Sul caso di Natallie Evans

La Corte Europea dei Diritti Umani ha emesso il 7 marzo il verdetto sul caso di Natallie Evans (sic; non «Natalie» o «Nathalie»), una donna del Regno Unito cui i tribunali britannici avevano impedito di usare degli embrioni congelati per avere un figlio, a causa dell’opposizione dell’ex partner della donna, che aveva fornito il proprio seme per crearli. La donna, che non aveva più la possibilità di concepire, a causa di un cancro alle ovaie, chiedeva alla Corte di stabilire se le autorità del suo paese avessero violato la Convenzione Europea sui Diritti Umani, negandole il diritto ad avere un figlio geneticamente affine; la Corte ha sentenziato a suo sfavore (fonte: BioNews, 7 marzo).

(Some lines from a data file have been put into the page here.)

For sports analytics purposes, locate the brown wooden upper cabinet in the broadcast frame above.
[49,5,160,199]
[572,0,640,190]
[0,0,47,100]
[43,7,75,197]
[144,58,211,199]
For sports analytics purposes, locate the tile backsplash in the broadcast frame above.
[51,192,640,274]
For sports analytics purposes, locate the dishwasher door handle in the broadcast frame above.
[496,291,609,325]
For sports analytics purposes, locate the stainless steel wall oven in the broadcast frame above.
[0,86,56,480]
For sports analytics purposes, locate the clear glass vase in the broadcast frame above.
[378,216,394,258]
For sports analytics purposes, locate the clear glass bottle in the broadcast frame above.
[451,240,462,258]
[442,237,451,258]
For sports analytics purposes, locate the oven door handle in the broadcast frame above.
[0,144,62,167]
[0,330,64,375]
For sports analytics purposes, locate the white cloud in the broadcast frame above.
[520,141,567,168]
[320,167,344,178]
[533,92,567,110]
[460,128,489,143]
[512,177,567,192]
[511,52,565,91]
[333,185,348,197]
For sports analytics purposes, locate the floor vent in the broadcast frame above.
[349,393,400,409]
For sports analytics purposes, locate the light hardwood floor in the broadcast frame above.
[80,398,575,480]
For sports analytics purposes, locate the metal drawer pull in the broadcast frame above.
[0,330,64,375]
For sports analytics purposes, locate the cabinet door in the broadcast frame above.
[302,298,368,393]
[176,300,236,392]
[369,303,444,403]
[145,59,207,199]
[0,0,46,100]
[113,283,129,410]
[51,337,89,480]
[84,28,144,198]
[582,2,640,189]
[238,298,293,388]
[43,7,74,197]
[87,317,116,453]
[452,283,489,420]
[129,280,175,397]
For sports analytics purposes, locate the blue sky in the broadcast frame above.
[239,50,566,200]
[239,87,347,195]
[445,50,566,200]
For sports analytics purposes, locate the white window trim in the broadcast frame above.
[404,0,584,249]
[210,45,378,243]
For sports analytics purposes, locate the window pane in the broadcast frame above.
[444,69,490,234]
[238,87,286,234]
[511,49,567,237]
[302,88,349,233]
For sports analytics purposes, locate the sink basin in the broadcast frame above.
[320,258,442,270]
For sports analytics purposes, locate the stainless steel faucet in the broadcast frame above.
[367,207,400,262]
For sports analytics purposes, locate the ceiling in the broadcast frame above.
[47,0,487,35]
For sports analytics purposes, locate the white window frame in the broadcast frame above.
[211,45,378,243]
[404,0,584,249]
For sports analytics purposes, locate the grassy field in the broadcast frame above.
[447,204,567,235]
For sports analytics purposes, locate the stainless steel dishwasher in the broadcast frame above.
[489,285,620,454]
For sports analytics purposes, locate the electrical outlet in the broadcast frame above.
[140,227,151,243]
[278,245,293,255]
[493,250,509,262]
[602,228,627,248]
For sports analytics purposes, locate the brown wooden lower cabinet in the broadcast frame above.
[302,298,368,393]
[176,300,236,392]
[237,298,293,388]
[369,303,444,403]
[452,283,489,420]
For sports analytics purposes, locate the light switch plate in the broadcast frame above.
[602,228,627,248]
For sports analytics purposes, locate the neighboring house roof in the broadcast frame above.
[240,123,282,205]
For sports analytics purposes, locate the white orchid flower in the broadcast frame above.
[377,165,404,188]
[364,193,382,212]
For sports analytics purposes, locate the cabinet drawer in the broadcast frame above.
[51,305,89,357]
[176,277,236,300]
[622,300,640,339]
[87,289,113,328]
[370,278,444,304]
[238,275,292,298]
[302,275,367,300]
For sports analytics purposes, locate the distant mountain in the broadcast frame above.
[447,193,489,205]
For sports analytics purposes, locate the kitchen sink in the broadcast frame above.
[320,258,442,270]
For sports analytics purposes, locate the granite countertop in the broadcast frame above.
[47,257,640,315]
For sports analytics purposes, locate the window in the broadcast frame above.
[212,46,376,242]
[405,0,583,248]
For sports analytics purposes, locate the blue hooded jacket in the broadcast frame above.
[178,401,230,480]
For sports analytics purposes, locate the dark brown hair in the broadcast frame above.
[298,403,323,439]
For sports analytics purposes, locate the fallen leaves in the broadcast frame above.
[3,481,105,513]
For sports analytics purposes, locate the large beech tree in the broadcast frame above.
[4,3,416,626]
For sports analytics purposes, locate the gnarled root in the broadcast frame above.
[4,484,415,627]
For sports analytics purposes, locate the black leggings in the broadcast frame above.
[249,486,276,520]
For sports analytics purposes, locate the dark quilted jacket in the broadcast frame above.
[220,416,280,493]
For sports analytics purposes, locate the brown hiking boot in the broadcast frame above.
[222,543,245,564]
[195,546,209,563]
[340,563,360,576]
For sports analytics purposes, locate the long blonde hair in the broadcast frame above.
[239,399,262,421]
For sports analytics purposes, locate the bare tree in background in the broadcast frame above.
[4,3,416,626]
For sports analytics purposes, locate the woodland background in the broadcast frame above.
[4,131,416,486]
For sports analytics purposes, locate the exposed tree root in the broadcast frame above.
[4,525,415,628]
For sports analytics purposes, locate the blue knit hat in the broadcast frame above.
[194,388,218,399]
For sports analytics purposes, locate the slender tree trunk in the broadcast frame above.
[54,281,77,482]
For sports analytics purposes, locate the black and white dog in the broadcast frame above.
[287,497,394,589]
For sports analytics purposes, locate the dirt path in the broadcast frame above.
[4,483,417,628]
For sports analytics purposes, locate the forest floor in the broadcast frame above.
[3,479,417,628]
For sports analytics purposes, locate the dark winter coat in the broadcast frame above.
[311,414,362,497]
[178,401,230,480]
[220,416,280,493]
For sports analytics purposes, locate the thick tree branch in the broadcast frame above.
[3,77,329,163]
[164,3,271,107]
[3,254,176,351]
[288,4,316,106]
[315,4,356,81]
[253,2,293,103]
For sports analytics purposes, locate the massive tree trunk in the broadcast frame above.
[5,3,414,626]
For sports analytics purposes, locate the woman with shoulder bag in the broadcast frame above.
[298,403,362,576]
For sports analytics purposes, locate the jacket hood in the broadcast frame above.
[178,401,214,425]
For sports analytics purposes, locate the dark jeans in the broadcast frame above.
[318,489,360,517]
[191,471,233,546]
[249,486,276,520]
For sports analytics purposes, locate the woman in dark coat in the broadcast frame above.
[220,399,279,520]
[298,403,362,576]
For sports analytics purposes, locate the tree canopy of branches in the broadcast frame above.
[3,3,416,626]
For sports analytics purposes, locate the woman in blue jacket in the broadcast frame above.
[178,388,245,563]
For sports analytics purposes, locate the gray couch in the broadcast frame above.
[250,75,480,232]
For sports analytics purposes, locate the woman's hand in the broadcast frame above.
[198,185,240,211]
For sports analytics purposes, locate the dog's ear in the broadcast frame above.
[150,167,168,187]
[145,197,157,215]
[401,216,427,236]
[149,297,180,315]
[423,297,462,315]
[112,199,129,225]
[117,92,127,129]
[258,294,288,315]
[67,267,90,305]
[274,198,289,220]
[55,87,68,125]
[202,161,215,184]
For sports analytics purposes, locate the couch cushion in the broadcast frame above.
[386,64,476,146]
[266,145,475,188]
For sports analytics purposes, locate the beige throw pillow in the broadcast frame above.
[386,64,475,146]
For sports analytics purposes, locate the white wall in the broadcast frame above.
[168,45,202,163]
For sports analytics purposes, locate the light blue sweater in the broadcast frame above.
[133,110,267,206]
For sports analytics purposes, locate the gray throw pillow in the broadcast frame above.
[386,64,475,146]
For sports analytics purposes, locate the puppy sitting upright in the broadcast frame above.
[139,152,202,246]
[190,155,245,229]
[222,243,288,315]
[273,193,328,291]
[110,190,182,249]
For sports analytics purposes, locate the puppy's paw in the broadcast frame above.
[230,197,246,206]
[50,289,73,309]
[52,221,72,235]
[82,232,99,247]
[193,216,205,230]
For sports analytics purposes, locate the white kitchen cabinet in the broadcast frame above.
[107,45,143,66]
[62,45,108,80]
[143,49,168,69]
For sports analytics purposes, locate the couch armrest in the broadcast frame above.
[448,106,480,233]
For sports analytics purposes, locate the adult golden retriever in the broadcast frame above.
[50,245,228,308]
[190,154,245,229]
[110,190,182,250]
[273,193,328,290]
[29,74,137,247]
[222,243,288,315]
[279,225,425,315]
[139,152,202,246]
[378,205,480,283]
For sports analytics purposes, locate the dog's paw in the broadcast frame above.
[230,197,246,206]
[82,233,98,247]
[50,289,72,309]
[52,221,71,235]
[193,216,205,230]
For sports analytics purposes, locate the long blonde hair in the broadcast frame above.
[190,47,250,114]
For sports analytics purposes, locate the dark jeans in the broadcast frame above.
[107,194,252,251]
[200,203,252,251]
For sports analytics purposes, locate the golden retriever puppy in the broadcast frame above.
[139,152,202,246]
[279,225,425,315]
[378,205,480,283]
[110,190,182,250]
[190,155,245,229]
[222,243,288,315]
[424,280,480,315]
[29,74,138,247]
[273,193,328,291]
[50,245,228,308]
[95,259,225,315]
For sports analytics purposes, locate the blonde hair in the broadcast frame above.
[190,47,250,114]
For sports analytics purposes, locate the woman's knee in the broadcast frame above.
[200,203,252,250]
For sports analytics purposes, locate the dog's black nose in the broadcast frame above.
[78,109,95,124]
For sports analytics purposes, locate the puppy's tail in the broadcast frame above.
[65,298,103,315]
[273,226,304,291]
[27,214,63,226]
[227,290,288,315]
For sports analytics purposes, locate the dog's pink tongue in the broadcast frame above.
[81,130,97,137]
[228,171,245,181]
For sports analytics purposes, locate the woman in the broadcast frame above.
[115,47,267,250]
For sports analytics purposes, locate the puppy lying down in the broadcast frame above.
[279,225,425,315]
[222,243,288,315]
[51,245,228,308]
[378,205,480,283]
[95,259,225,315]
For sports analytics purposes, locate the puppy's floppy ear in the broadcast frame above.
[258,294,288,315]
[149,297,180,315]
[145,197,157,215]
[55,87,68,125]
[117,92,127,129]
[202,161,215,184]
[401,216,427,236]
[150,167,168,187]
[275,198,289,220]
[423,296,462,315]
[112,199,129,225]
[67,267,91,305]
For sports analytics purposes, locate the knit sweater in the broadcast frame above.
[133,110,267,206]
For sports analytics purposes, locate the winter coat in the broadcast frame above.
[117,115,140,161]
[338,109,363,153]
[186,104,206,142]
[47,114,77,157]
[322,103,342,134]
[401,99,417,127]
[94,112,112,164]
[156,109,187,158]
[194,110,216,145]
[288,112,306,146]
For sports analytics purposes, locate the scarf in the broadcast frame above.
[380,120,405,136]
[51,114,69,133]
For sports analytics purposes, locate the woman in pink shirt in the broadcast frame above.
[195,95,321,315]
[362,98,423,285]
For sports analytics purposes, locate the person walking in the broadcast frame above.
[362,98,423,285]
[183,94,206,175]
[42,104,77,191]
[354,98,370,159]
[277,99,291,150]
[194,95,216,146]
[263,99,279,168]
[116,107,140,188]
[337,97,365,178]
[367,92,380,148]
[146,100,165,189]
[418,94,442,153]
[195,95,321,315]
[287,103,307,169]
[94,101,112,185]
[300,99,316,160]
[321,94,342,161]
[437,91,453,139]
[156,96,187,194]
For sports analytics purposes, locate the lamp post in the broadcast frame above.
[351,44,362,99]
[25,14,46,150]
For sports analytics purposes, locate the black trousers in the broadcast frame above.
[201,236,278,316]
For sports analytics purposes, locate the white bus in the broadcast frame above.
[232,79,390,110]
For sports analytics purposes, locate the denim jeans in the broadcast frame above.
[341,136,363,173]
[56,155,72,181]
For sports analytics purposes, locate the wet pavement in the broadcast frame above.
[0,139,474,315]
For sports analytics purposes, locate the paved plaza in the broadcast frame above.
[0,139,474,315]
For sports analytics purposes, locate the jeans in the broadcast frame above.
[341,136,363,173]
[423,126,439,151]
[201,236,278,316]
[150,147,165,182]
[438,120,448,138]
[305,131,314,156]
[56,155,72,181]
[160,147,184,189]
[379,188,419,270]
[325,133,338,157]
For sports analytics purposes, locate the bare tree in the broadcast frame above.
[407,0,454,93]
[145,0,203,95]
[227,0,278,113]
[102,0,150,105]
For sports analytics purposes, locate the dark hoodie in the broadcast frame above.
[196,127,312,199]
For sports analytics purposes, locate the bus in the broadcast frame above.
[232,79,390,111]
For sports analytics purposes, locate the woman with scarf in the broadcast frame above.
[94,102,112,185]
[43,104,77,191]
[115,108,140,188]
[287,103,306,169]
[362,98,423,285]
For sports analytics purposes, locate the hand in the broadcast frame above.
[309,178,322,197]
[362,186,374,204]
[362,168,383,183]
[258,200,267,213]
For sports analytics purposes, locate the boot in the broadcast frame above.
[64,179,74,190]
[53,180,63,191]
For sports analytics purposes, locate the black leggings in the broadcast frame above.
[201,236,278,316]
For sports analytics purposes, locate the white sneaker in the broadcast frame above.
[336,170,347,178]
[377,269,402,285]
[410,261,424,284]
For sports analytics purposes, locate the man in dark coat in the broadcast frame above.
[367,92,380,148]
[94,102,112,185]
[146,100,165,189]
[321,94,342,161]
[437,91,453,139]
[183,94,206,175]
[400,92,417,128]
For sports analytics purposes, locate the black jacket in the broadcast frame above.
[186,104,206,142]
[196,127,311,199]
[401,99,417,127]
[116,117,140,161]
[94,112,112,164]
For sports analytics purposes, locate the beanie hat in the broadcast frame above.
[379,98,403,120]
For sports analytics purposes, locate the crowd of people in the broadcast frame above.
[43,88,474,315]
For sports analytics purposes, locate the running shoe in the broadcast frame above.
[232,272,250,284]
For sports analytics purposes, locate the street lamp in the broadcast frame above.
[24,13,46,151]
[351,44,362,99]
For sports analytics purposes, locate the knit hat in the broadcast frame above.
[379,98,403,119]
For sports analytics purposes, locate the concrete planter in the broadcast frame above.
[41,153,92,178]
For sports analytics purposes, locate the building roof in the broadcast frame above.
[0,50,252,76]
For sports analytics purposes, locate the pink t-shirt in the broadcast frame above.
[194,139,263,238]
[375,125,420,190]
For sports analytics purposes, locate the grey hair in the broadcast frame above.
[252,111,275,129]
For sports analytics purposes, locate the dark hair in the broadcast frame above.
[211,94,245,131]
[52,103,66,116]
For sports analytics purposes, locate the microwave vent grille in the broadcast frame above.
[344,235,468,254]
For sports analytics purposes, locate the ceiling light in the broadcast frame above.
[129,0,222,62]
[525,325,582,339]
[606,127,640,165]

Al di là degli aspetti giuridici del caso, vorrei azzardare qualche considerazione su quelli etici. È interessante notare come due dei giudici, dissociandosi in parte dalla sentenza, abbiano affermato che il diritto della donna ad avere un figlio debba essere considerato superiore a quello del partner a ritirare il proprio consenso. Mi pare tuttavia che esista un diritto uguale e opposto a non avere un figlio; e che l’uso dei propri geni rientri in una sfera di autodeterminazione privata che non può essere violata, neppure per impedire che un altro subisca un danno. Immaginiamo che l’embrione non fosse stato ancora concepito, e che i gameti delle due persone coinvolte si trovassero congelati separatamente: penso che in questo caso avremmo qualche difficoltà ad ammettere che il seme dell’uomo potesse venire usato contro il suo consenso. Non riesco a vedere differenze fondamentali tra quest’ultimo caso e quello in esame; direi pertanto che il verdetto della Corte sia giusto, tenendo conto del fatto che l’embrione non è una persona e non può pertanto vantare diritti sui propri geni, che l’uomo non sembra avere assunto impegni giuridicamente validi riguardo all’uso del proprio seme, e che l’embrione si trova ancora in provetta e non nell’utero materno (in caso contrario prevarrebbe naturalmente il diritto ancora più fondamentale della donna all’inviolabilità corporea, che è tanto forte da valere persino nel caso in cui una donna rimanga incinta contro la volontà del partner: questi non avrebbe comunque il diritto di farla abortire).

Aggiornamento: sugli aspetti giuridici del caso commenta Hazel Biggs su BioNews del 13 marzo («Last Chances, Lost Opportunities and Legal Contortions»).

Aggiornamento 2: sono disponibili in rete il testo completo della sentenza e un comunicato stampa ufficiale che la riassume.